Feyi Ayodele started off her career as a promising star in finance, but soon realized she wanted to do something more fulfilling. But as a female Black founder with no prior healthcare experience, it wasn’t easy to get funding, customer orders from big, bureaucratic health systems and traction in building her business.

In this episode, Feyi talks about how she overcame all the strikes against her and still succeeded in getting funded, the secrets to getting to product-market fit quickly, how not to short-change yourself when pricing your products, how to reframe obstacles that will inevitably arise, and the business benefits of being a diverse woman founder in a heavily male dominated industry.

Episode highlights

  1. How CancerIQ’s approach differs from traditional approaches
  2. Why Feyi switched from a career in finance to healthcare
  3. The secret to winning over skeptical investors
  4. How to play the entrepreneurship game intelligently
  5. Why community matters and how to build one
  6. The smart way to think about customer value
  7. How to stay focused on what matters
  8. How to get customers when you haven’t built a product yet
  9. How to be a smart pricer, and avoid common pricing pitfalls
  10. How to manage finances as a CEO, whether you love or hate finance
  11. How to create a network when you don’t have one
  12. How to overcome barriers 
  13. The challenges and rewards of being a female founder
  14. Advice to other female founders

Links & Resources

CancerIQ – the company Feyi founded

1871 – Chicago based incubator and founder support community

Matter – Chicago-based healthcare incubator

Rock Health – a venture fund and community supporting health-tech startups

Zenefits – subscription based HR management platform

About CancerIQ

Feyi Ayodele is Cofounder and CEO of  CancerIQ.  CancerIQ’s “cancer risk clinic in a box” makes it faster and less expensive for physicians to identify high-risk patients and navigate them towards services that can pre-empt or prevent cancer.

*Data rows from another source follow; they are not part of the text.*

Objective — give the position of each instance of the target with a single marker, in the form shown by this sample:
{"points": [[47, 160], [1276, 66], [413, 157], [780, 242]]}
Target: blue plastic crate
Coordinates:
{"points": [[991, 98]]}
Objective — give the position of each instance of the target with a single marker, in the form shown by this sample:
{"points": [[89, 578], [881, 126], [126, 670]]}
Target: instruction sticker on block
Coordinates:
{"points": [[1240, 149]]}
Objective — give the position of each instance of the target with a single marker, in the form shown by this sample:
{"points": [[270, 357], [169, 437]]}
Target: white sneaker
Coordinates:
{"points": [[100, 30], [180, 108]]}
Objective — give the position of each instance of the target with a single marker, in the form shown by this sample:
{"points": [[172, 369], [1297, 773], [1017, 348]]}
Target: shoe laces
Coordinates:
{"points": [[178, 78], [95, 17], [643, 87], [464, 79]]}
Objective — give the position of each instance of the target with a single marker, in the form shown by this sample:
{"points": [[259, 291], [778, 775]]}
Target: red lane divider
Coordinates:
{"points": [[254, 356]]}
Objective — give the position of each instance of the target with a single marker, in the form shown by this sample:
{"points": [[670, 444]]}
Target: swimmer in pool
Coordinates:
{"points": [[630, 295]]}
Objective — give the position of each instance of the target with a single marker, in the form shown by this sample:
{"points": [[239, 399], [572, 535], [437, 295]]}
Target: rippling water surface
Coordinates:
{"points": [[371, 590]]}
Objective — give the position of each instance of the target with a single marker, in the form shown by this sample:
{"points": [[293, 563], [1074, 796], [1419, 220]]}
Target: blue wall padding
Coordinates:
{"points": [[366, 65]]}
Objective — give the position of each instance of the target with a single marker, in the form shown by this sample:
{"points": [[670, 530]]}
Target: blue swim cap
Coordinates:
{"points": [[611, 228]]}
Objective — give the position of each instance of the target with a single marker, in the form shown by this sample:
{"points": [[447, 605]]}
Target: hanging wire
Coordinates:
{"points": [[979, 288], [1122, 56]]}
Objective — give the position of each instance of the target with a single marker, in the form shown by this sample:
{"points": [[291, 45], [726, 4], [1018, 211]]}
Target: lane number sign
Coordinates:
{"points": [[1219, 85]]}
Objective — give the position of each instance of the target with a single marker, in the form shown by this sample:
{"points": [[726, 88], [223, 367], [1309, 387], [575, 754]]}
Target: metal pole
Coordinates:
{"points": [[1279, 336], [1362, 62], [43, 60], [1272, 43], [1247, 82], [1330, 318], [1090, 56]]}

CancerIQ’s product suite contains predictive analytics and screening tools to identify at-risk patients; clinical guidance with proven outcomes; a digital genetic test ordering platform and patient management and education tools.

Interview transcript:

Shubha Chakravarthy: Thank you, Feyi. It’s really exciting to have you here today. I know a little bit about your company CancerIQ and it is truly inspiring. Can you tell us a little bit what CancerIQ is and what the company does?

Feyi Ayodele: CancerIQ is a company with a mission to end cancer as we know it through early detection and prevention of the disease. We offer a platform that helps your provider stratify risk and understand patients who have a predisposition, so that they can get ahead of cancer instead of having to respond to it.

Shubha Chakravarthy: What’s the core of your approach to doing that?

Feyi Ayodele: Our secret sauce is using all available data possible. Instead of just using age as something to understand people’s risks, we use genomic information, we use behavioral and social information, and even adherence information to predict who might be at risk of getting a late stage cancer.

Shubha Chakravarthy: So, what gave you the idea for this business?

Feyi Ayodele: The model that we enable with CancerIQ is something that has really been tried and tested with by thought leaders in academic centers, including my mother, who is a great mom and a wonderful medical oncologist and geneticist. She is also a MacArthur genius award winner for her work as a surgeon. She has been doing this for a very long time.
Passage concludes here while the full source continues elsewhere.